As an Agent of Renunciation, Patrick is pleasantly neutral on kids. He doesn't want to have any of his own, but long car rides with Emily are uneventful (he's on thin ice with his family, but they're serious about that familial bond! Besides, he's proven really easy to rehabilitate since his "release" from prison). 

 

Patrick has really upped the dental torture aspect of the Smile Room, making modifications to the chair in much of his free time. His targets tend to be adults most of the time, if only to avoid suspicion from the law. 

 

Outside of his weird hatred of kids, Patrick was able to fit into society pretty well before he was put through the Smile Room. He didn't have any other outstanding quirks or bad habits to reform. There is an odd void where all his anger used to be, but so far his role as Agent has helped fill that for the most part. He currently works as a waiter at an upscale Italian restaurant, where his Agent powers help him find new victims.

 

Stats:

Personality: Generically affable and perpetually agreeable. Maybe a little awkward around kids, but in that way lonely bachelors sometimes are. 

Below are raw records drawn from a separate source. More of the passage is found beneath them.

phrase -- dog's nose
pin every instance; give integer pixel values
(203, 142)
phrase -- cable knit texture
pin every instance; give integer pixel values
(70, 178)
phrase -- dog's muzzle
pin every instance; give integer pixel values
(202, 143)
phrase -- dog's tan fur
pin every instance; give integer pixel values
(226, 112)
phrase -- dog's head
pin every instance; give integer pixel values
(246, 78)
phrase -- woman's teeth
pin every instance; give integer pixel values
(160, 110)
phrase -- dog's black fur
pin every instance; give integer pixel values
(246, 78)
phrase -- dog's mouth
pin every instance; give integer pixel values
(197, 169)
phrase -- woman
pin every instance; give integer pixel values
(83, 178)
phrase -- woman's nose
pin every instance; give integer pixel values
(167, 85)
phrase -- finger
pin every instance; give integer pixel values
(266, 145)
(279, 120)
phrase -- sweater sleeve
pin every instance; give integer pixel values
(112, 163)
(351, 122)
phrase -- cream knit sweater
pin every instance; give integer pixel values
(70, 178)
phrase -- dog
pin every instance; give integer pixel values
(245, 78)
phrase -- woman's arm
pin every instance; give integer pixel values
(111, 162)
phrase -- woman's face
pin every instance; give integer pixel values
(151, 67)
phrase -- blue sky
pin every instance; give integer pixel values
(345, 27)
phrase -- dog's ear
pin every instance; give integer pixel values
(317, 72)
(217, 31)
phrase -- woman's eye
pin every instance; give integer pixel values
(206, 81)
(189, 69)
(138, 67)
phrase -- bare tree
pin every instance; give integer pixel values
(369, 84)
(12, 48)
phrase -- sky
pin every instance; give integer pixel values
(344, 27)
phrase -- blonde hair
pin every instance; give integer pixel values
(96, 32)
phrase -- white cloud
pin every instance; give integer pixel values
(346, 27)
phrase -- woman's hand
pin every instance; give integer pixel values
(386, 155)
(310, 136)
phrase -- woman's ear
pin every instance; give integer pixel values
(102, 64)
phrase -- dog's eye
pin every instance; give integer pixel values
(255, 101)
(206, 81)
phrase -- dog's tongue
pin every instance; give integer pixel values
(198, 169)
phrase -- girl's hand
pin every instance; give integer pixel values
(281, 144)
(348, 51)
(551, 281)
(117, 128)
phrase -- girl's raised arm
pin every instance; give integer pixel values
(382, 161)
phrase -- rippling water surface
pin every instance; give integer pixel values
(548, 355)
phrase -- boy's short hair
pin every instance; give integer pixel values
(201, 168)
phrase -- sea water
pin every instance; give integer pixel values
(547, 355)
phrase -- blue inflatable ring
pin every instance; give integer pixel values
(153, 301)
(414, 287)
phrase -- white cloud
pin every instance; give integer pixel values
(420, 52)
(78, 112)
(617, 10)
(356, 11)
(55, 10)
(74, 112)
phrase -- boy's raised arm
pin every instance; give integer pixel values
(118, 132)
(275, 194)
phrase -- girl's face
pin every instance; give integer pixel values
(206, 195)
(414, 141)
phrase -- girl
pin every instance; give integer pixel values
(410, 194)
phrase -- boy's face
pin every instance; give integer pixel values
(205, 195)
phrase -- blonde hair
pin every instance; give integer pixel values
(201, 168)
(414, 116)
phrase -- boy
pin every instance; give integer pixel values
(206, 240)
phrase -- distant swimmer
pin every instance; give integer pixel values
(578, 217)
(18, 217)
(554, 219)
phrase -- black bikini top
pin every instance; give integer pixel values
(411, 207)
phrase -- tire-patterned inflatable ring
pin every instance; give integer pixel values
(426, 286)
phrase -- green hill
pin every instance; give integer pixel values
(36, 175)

Obsession: Smoothing out antipathy. So many people are needlessly upset at others; can't we all just get along?

Wound Threshold: 50.

Rage Stimulus: When people lash out for no good reason.

Noble Stimulus: World peace. Let's make it happen, people!

Fear Stimulus: People who hate him for what "the Old Patrick" did.

Smiling Agent 65%: Casts rituals, casts gutter magick, allows the use of Net Empathy and Adaptive Irritation (see above).

Bland 50%: Substitutes for Connect, Protects Self, Protects Isolation.

Reformed Dentist 55%: Substitutes for Knowledge, Coerces Helplessness, Medical.

 

Possessions:

A black waiter's uniform, a supply of lidocaine recovered from his old practice, a couple hundred dollars in accumulated tips, and a mix of dentist's and mechanic's equipment for working on the chair in the Smile Room.